Immune dysregulation plays a pivotal role, with dysbiosis skewing T-cell responses toward pro-inflammatory Th17 cells and away from regulatory T-cells (Tregs). Triggers of inflammasome activation exacerbate inflammation, while oxidative stress from microbial byproducts through reactive oxygen and nitrative species damages tissues, accelerating disease progression. Clinically, microbial signatures (e.g., Proteobacteria overgrowth) and metabolomic profiles (e.g., SCFA depletion) serve as biomarkers for diseases like cirrhosis and PDAC[5].

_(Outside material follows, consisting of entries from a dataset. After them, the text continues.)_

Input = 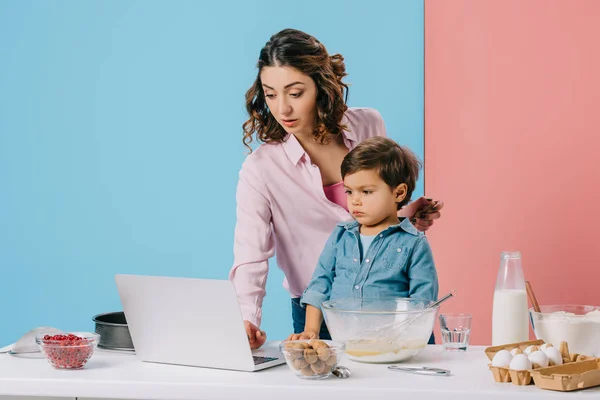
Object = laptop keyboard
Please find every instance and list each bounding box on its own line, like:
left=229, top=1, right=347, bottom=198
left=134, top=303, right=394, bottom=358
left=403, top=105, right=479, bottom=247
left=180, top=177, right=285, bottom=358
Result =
left=252, top=356, right=277, bottom=365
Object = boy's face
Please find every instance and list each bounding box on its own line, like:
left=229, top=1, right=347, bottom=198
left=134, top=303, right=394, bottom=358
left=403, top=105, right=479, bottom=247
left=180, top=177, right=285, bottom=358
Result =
left=344, top=170, right=406, bottom=234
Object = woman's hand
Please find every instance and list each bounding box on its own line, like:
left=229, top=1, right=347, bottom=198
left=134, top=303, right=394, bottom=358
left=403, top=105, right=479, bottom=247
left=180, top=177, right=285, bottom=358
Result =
left=244, top=320, right=267, bottom=349
left=399, top=197, right=444, bottom=232
left=286, top=331, right=319, bottom=340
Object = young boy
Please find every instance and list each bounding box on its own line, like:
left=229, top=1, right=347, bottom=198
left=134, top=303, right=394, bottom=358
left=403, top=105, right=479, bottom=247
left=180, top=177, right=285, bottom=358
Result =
left=288, top=137, right=438, bottom=343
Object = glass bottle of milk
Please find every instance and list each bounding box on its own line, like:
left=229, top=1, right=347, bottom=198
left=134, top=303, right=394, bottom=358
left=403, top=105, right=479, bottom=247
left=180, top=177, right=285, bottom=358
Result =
left=492, top=251, right=529, bottom=346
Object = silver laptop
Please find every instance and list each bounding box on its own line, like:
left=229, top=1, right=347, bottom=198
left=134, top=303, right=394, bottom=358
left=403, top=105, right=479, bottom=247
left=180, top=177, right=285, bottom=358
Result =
left=115, top=274, right=285, bottom=371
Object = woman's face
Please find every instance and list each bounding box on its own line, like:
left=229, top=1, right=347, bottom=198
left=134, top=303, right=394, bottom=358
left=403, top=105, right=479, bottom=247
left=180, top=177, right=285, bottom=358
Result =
left=260, top=67, right=317, bottom=136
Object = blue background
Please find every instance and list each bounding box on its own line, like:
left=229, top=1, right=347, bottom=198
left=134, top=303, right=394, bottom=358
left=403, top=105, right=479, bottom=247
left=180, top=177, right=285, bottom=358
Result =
left=0, top=0, right=423, bottom=346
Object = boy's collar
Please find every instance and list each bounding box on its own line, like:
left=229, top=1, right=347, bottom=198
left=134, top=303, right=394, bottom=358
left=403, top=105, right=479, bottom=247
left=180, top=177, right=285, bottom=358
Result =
left=338, top=218, right=420, bottom=236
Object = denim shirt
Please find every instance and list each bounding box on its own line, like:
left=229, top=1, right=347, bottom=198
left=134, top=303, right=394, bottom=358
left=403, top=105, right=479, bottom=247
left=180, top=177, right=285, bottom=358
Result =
left=300, top=218, right=438, bottom=309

Emerging therapies targeting the gut microbiota (GM), such as probiotics and fecal microbiota transplantation (FMT), aim to restore microbial balance. However, challenges in standardization and in-depth understanding of gut-pancreas interactions persist. While the gut-liver axis has been extensively studied, the direct interaction between the gut and the pancreas remains insufficiently explored[6]. Most existing studies focus on hepatic outcomes of gut dysbiosis, often overlooking how gut-derived metabolites and immune signaling pathways influence pancreatic function. This editorial aims to address that gap by offering an integrated view of the GLPA, emphasizing how GM contribute to both hepatic and pancreatic pathophysiology. By dissecting microbial metabolites, immune cross-talk, and therapeutic potential, we aim to illuminate strategies for restoring GLPA equilibrium and mitigating the global burden of chronic hepatopancreatic diseases.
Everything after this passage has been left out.